The group operating margin (before intangible amortisation and acquisition related costs) rose by one-fifth of a percentage point to 6.6%.

"A combination of strong organic growth, good performance from the acquisitions made in 2010 and increased acquisition spend during 2011 all contributed to another successful year," declared Michael Roney, Chief Executive of Bunzl.

Talking of acquisitions, Bunzl is at it again, acquiring Chicago-based CDW Merchants, a retail gift packaging and visual merchandising solutions and products to the speciality retail and online retailing sectors throughout the USA.

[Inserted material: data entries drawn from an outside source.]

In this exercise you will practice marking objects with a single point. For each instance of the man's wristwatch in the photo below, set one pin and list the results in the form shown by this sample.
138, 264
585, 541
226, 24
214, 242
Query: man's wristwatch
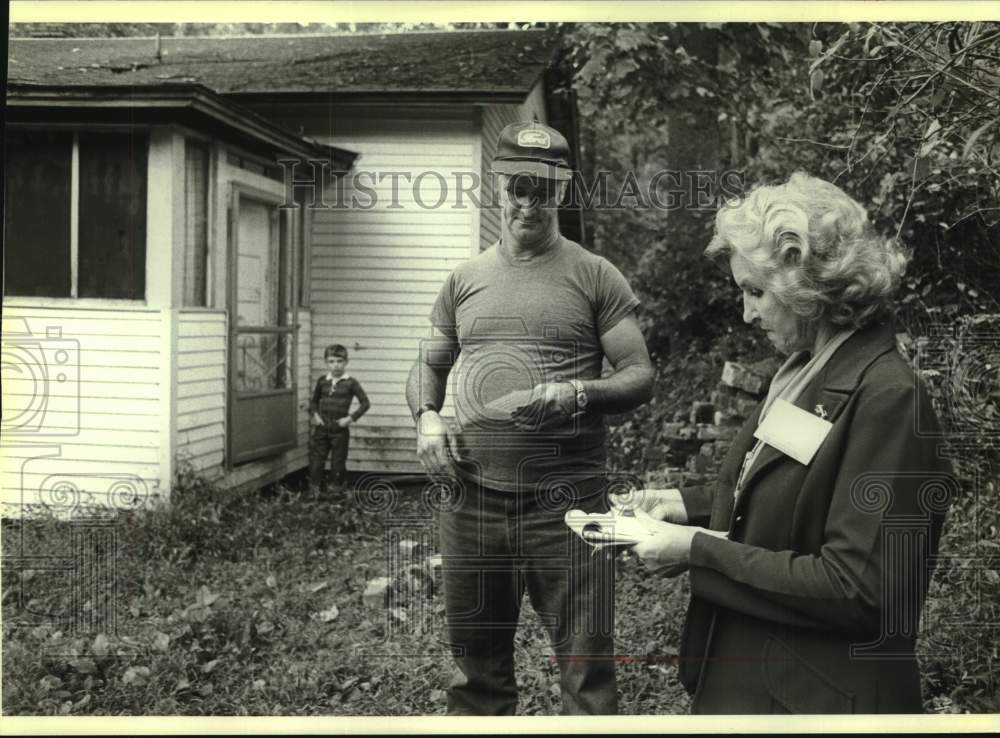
423, 409
581, 395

Bunzl was being coy about the cost of the acquisition but did reveal that CDW's revenue in the year ended 31st December 2011 was $11.9m and the gross assets acquired are estimated to be $1.3m, so in Bunzl's terms it qualifies as a small bolt-on acquisition.

The pipeline for acquisitions by no means voided as the group continues discussions with a number of potential targets.

Net debt at the year end was £652.9m compared to £716.8m at the end of 2010. The net debt to EBITDA (earnings before interest, tax, depreciation and amortisation) ratio reduced to 1.7 times compared to 2.1 times at the previous year end.

"Looking ahead, even though the outlook for economic growth remains uncertain, we believe that our resilient business model, strong market position and promising acquisition pipeline will continue to provide further opportunities for the growth and development of the group," Roney said.

"In North America we expect continued strong organic growth with stable operating margins. In Continental Europe, while we anticipate lower organic growth compared to 2011 as a result of the reduced economic growth forecasts for many European economies, we will benefit from the positive impact of the acquisitions completed in 2011. In UK & Ireland, in spite of the ongoing sluggish economy, we expect to see an improved performance this year. Rest of the World should experience strong organic growth and the full year impact of the acquisitions made in 2011 will enhance the overall results," Roney predicted.